Dans la muqueuse buccale exposée à des microtraumatismes, les micro-organismes ainsi que les facteurs chimiques et physiques peuvent agir en synergie avec le HPV pour favoriser le développement de lésions bénignes ou de carcinomes.

Le HPV joue un rôle important dans le développement du carcinome épidermoïde dans les voies anales et génitales ainsi que dans l’épidermodysplasie verruciforme, et dans le larynx.
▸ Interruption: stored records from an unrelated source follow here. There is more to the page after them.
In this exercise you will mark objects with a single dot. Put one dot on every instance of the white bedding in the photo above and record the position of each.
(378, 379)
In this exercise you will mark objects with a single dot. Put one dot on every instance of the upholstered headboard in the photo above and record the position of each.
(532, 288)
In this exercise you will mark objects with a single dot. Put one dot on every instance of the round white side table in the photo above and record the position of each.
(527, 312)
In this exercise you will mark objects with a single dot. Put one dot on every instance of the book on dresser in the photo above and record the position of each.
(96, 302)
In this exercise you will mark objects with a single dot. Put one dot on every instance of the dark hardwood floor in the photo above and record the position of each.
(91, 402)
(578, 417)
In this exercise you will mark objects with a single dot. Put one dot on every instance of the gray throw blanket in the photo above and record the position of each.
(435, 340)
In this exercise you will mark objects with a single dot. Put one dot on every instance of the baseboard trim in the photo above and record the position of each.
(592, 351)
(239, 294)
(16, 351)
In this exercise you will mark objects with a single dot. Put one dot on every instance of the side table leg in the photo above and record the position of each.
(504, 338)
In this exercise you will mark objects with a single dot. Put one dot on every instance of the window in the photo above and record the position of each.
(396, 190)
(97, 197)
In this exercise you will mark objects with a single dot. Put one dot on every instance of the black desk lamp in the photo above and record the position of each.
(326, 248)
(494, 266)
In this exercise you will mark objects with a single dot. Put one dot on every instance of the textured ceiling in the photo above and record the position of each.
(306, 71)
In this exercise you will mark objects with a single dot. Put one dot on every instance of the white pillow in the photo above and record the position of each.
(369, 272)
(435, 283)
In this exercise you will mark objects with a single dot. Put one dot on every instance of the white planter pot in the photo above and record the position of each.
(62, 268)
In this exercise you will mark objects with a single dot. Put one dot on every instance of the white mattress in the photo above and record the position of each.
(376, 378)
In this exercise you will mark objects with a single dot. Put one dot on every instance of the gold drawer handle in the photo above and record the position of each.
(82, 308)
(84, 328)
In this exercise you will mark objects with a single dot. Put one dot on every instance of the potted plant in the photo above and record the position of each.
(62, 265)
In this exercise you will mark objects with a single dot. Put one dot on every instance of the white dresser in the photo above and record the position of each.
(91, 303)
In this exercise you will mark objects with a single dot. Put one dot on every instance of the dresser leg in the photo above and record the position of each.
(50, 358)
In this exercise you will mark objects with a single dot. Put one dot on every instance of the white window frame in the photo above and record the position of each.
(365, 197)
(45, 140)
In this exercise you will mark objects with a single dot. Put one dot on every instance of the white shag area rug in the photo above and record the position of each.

Dans les lésions bénignes, les génotypes 33 et 32 sont les plus fréquents. Néanmoins, dans notre étude, le rapport de la procédure de biologie moléculaire a indiqué la présence du génotype 58.

Dans la littérature mondiale, le génotypage 58 n’a pas été rapporté dans ce type de lésions qui, cliniquement, semblent présenter un comportement bénin.

Pour aborder avec succès cette affection, un diagnostic et un traitement interdisciplinaires entre dentistes, oncologues et gynécologues convenablement formés à l’étude de ces lésions sous la perspective colposcopique sont de la plus haute importance.

Le traitement exécuté par une intervention chirurgicale au bistouri froid, visant à laisser des frontières sans lésions est une solution adéquate pour éradiquer ce type de lésions et ne causer aucune séquelle, surtout dans les tumeurs qui semblent être cliniquement bénignes, mais qui selon leur type de gène, subiront un comportement malin à moyen et long terme.

Nous considérons que le présent rapport de cas est intéressant car il y avait peu de rapports liés à cette condition dans la bibliographie scientifique mexicaine.